Primary Health Conditions of the German Shepherd
Many breeds of dogs may suffer from hip dysplasia, a sometimes painful abnormality that occurs in the joint between the hip and rear leg bones. However, the German Shepherd is especially susceptible to the condition. Dogs with the disease should be prevented from breeding to help eliminate the problem. Surgery can sometimes be used to treat dogs who suffer from the condition.
The German Shepherd can also experience gastric bloating and torsion, or the twisting of the stomach. This condition can come on quickly, and immediate attention from the veterinarian is required. Feeding high quality dog foods low in grain and higher in protein can help prevent torsion. Blood clotting problems, known as von Willebrand’s disease, are also fairly frequent in this breed. The condition is hereditary and untreatable, and may be prevented through careful breeding.
Secondary Health Conditions of the German Shepherd
The German Shepherd is particularly susceptible to a form of cancer of the spleen and heart called hemangiosarcoma. Signs of the disease are nosebleeds, increased respiratory rate, and abdominal swelling. Caught early, tumor extraction through surgery is possible, although the prognosis for the condition is not favorable. Degenerative myelopathy is also relatively frequent in the German Shepherd, which is an autoimmune disease in which the body attacks its own nervous system. The condition is progressive and has no cure. The breed may also be prone to dermatitis, or irritation of the skin. Good diet and steroids are possible treatments.
German Shepherd Exercise and Walking Needs
This large, lively dog needs a good deal of daily exercise, including long walks and lively play.

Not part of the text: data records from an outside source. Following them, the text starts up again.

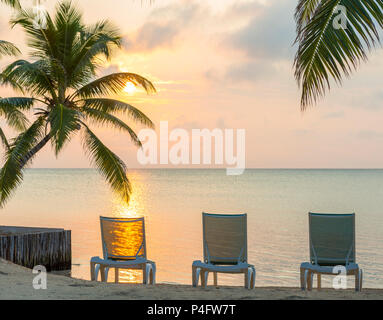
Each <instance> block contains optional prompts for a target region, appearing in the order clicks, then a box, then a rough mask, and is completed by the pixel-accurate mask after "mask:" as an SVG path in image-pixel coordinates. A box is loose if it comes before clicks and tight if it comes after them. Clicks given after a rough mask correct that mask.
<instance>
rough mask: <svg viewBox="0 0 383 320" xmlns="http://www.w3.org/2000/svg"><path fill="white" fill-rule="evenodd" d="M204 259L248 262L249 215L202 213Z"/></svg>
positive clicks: (210, 260)
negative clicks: (247, 228)
mask: <svg viewBox="0 0 383 320" xmlns="http://www.w3.org/2000/svg"><path fill="white" fill-rule="evenodd" d="M202 225H203V253H204V261H205V262H206V263H211V264H238V263H240V262H247V215H246V214H211V213H204V212H203V213H202Z"/></svg>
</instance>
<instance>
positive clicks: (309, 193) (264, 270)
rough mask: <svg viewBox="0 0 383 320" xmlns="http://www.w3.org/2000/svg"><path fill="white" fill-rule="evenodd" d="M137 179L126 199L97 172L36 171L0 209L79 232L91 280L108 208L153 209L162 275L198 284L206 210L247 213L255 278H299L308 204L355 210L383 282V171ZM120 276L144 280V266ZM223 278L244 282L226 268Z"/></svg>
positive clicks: (89, 276)
mask: <svg viewBox="0 0 383 320" xmlns="http://www.w3.org/2000/svg"><path fill="white" fill-rule="evenodd" d="M129 177H130V179H131V181H132V183H133V187H134V194H133V198H132V201H131V205H130V206H129V207H127V206H125V205H124V204H122V203H121V202H120V201H119V200H118V199H117V198H116V197H115V196H114V195H113V194H112V193H111V192H110V190H109V188H108V186H107V185H106V184H105V183H104V181H103V180H102V178H101V177H100V176H99V175H98V173H97V171H95V170H91V169H30V170H28V171H27V173H26V175H25V180H24V183H23V184H22V186H21V188H19V189H18V190H17V192H16V194H15V196H14V197H13V198H12V200H11V201H10V202H9V203H8V204H7V206H6V207H5V209H2V210H1V211H0V224H2V225H21V226H37V227H62V228H66V229H70V230H72V256H73V266H72V276H73V277H78V278H83V279H89V278H90V275H89V259H90V257H91V256H94V255H102V250H101V240H100V230H99V216H100V215H104V216H116V217H118V216H145V219H146V220H145V221H146V232H147V247H148V258H149V259H151V260H154V261H156V263H157V281H158V282H164V283H184V284H190V283H191V263H192V261H193V260H195V259H201V258H202V225H201V220H202V218H201V212H202V211H206V212H213V213H243V212H246V213H247V214H248V248H249V249H248V250H249V252H248V257H249V262H250V263H252V264H254V265H255V267H256V269H257V280H256V286H298V285H299V265H300V263H301V262H302V261H307V259H308V254H309V252H308V217H307V212H308V211H313V212H334V213H349V212H356V232H357V239H356V241H357V242H356V246H357V262H358V263H359V265H360V266H361V267H362V268H363V269H364V286H365V287H375V288H376V287H380V288H383V170H260V169H254V170H246V171H245V173H244V174H243V175H241V176H226V174H225V170H209V169H205V170H196V169H191V170H183V169H182V170H171V169H168V170H163V169H161V170H131V171H129ZM120 277H121V280H122V281H126V282H136V281H141V279H142V278H141V275H140V274H139V273H137V272H134V273H131V272H121V275H120ZM110 279H111V280H113V272H111V273H110ZM330 281H331V278H329V279H328V280H327V281H324V283H323V284H324V286H329V285H330V284H331V282H330ZM219 283H221V284H227V285H242V283H243V280H242V277H241V276H240V275H222V276H220V277H219ZM350 285H352V282H350Z"/></svg>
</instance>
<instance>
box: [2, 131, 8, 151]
mask: <svg viewBox="0 0 383 320" xmlns="http://www.w3.org/2000/svg"><path fill="white" fill-rule="evenodd" d="M0 140H1V143H2V144H3V146H4V148H5V149H6V150H9V148H10V147H9V143H8V139H7V137H6V136H5V134H4V131H3V129H2V128H0Z"/></svg>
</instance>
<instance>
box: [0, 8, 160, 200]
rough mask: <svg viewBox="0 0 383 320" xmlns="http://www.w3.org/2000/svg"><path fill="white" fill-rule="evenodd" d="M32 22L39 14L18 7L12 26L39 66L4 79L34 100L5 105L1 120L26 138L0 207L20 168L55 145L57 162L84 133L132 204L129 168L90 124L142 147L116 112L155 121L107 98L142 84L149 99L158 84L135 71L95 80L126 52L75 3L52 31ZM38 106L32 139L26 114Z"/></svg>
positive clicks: (149, 124)
mask: <svg viewBox="0 0 383 320" xmlns="http://www.w3.org/2000/svg"><path fill="white" fill-rule="evenodd" d="M33 18H34V17H33V12H31V11H28V10H23V9H19V10H18V12H17V16H16V17H15V18H14V19H13V20H12V23H13V24H14V25H18V26H19V27H21V29H23V30H24V32H25V33H26V35H27V43H28V45H29V47H30V48H31V52H30V55H31V56H32V58H33V61H27V60H17V61H15V62H13V63H11V64H10V65H8V66H7V67H6V68H5V69H4V71H3V73H1V74H0V79H1V82H2V83H3V84H6V83H7V84H11V85H13V86H14V87H15V88H21V89H22V92H23V94H28V95H29V96H30V97H33V98H18V97H15V98H4V99H0V116H3V117H5V119H6V120H7V123H8V124H9V125H11V126H13V127H17V128H18V129H19V130H21V131H22V132H23V133H22V134H21V135H19V136H18V137H17V138H16V139H15V140H11V142H10V143H8V144H9V152H8V153H7V154H6V156H7V157H6V159H5V160H6V161H5V166H4V167H3V169H2V173H1V174H2V178H1V177H0V183H2V185H3V186H5V188H4V190H3V189H2V188H0V204H2V203H4V202H5V200H6V199H8V197H9V195H10V194H11V193H12V191H13V190H14V189H15V188H16V187H17V185H18V184H19V183H20V182H21V180H22V178H23V176H22V168H23V167H24V166H25V165H27V164H29V163H30V161H31V159H33V157H34V156H35V155H36V154H37V153H38V152H39V151H40V150H41V149H42V148H43V147H44V146H45V145H46V144H47V143H48V142H49V141H50V142H51V145H52V147H53V150H54V152H55V154H56V156H57V155H58V154H59V153H60V151H61V150H62V149H63V147H64V146H65V145H66V144H67V143H68V142H69V141H70V140H71V138H72V137H73V136H74V135H76V134H77V133H79V132H82V131H84V132H85V133H84V147H85V149H86V152H87V153H88V154H89V155H90V157H91V159H92V161H93V163H94V164H95V165H96V167H97V168H98V169H99V171H100V172H101V173H102V175H103V176H104V177H105V178H106V180H107V181H108V183H109V184H110V185H111V186H112V188H113V189H114V190H115V191H117V192H118V193H119V194H120V195H121V196H122V197H123V199H124V200H126V201H127V200H128V199H129V195H130V192H131V187H130V183H129V180H128V178H127V176H126V167H125V165H124V163H123V162H122V161H121V159H119V158H118V157H117V156H116V155H115V154H114V153H112V152H111V151H110V150H109V149H108V148H107V147H106V146H105V145H104V144H103V143H102V142H101V140H100V139H99V138H98V137H96V136H95V135H94V133H93V132H92V131H91V130H90V129H89V127H88V123H87V122H88V121H89V122H92V123H94V124H99V125H108V126H111V127H114V128H118V129H120V130H123V131H126V132H128V134H129V135H130V137H131V138H132V140H133V142H134V143H135V144H136V145H140V141H139V139H138V137H137V135H136V133H135V132H134V131H133V129H132V128H131V127H130V126H129V124H127V123H125V122H123V121H122V120H120V119H119V118H118V117H117V116H116V115H115V114H117V113H121V114H126V115H128V116H129V117H130V119H131V120H133V121H134V122H139V123H140V124H143V125H145V126H149V127H153V123H152V122H151V121H150V119H149V118H148V117H147V116H146V115H145V114H144V113H142V112H141V111H140V110H138V109H137V108H135V107H133V106H131V105H130V104H128V103H125V102H121V101H118V100H114V99H109V95H111V94H116V93H119V92H121V90H123V89H124V88H125V86H126V83H127V82H128V81H129V82H132V83H134V84H135V85H140V86H142V87H143V88H145V90H146V91H147V92H148V93H150V92H155V88H154V86H153V84H152V83H151V82H150V81H149V80H147V79H146V78H144V77H142V76H140V75H138V74H134V73H116V74H112V75H108V76H105V77H102V78H100V79H97V74H98V69H99V68H100V67H101V61H103V60H102V59H109V58H110V57H111V55H112V53H113V51H114V49H116V48H118V47H120V46H121V39H122V37H121V35H120V33H119V32H118V30H117V29H116V28H114V27H113V26H112V25H111V23H110V22H108V21H107V20H104V21H100V22H97V23H96V24H94V25H91V26H87V25H86V24H84V23H83V20H82V13H81V12H80V11H79V10H78V9H77V8H76V7H75V6H73V4H72V3H71V2H70V1H62V2H60V3H59V4H58V6H57V9H56V13H55V15H54V16H53V18H52V17H51V15H50V14H49V13H47V14H46V20H47V21H46V22H47V24H46V28H35V25H34V19H33ZM36 104H38V108H35V109H34V115H33V116H34V117H37V119H39V120H38V121H41V122H42V125H41V127H39V128H38V130H37V128H36V134H35V135H33V134H32V129H33V128H34V125H35V123H34V124H33V125H32V126H31V127H29V128H28V129H27V130H26V129H25V128H27V127H28V124H27V119H26V117H25V115H24V113H23V112H29V111H30V109H31V108H32V107H34V106H35V105H36ZM82 128H83V130H80V129H82ZM29 133H30V134H29ZM0 138H1V137H0ZM28 139H29V140H28ZM26 140H28V143H27V141H26ZM5 141H6V140H3V142H5ZM1 179H2V180H1ZM1 181H2V182H1ZM2 185H0V187H2ZM1 199H3V200H1Z"/></svg>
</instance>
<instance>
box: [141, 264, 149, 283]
mask: <svg viewBox="0 0 383 320" xmlns="http://www.w3.org/2000/svg"><path fill="white" fill-rule="evenodd" d="M142 283H143V284H147V283H148V274H147V269H146V264H143V265H142Z"/></svg>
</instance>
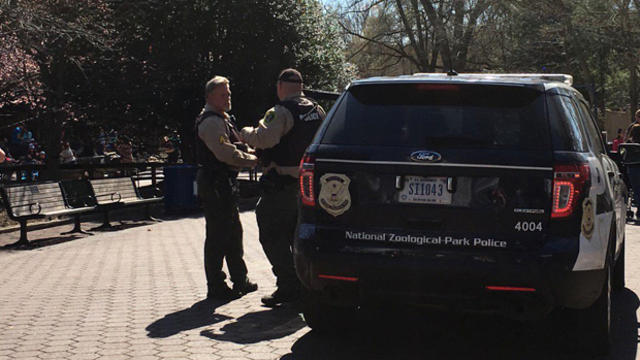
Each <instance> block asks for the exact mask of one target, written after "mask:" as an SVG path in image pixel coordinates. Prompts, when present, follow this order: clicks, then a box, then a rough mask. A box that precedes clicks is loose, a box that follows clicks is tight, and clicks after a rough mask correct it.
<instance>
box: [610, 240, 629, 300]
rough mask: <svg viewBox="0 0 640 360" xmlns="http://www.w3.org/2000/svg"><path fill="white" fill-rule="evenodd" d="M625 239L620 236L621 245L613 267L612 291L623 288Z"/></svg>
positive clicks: (623, 280) (614, 290)
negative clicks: (612, 281)
mask: <svg viewBox="0 0 640 360" xmlns="http://www.w3.org/2000/svg"><path fill="white" fill-rule="evenodd" d="M625 243H626V240H625V238H622V245H620V246H621V248H620V255H619V256H618V261H616V265H615V266H614V267H613V291H620V290H623V289H624V285H625V281H624V268H625V264H624V248H625Z"/></svg>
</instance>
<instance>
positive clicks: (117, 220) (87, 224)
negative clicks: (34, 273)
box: [0, 220, 155, 251]
mask: <svg viewBox="0 0 640 360" xmlns="http://www.w3.org/2000/svg"><path fill="white" fill-rule="evenodd" d="M115 221H116V222H118V224H115V225H112V227H111V228H110V229H107V230H102V231H101V230H98V229H95V228H94V229H90V228H89V227H90V226H91V225H98V223H95V222H89V221H87V222H83V223H82V228H83V230H84V231H86V233H84V234H78V233H75V234H68V235H62V234H60V235H56V236H50V237H44V238H39V237H37V235H38V234H36V235H35V236H34V234H33V233H34V232H36V233H37V232H40V235H42V234H43V232H44V233H45V234H51V232H58V233H59V232H60V231H63V230H62V229H59V230H52V229H53V228H58V227H61V226H63V225H54V226H51V227H49V228H44V229H36V230H31V231H29V232H28V236H29V242H28V243H27V244H24V245H23V244H19V243H18V239H19V238H20V230H16V231H15V232H13V234H14V236H15V239H16V242H14V243H11V244H8V245H4V246H0V251H3V250H34V249H38V248H42V247H45V246H51V245H57V244H62V243H65V242H68V241H72V240H76V239H80V238H84V237H88V236H92V235H96V234H100V233H105V232H115V231H121V230H126V229H131V228H136V227H140V226H147V225H153V224H155V222H151V221H146V220H115ZM67 225H68V224H64V226H66V227H67V228H68V230H71V229H72V227H71V226H67ZM68 230H64V231H68Z"/></svg>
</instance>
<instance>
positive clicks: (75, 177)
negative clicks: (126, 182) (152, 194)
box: [0, 162, 168, 186]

Such exercise, especially earlier in life, will help keep problems such as hip dysplasia at bay. Just as important for this highly intelligent dog, however, is mental stimulation and the opportunity to interact with its owner and its environment. For example, one can hide an item of the owner’s clothing in a park or large yard and encourage the Shepherd to find it.
German Shepherd Nutritional Needs
Like many large dogs, the German Shepherd is susceptible to bloat and gastric torsion. To help manage this problem, a food high in fiber is suggested. Also, because certain grains, including corn and soy, can exacerbate bloat, foods containing these ingredients should be avoided. Less expensive foods tend to use these grains as filler. Given the Shepherd’s propensity towards dermatitis, a food with good levels of vitamins A and E can be beneficial.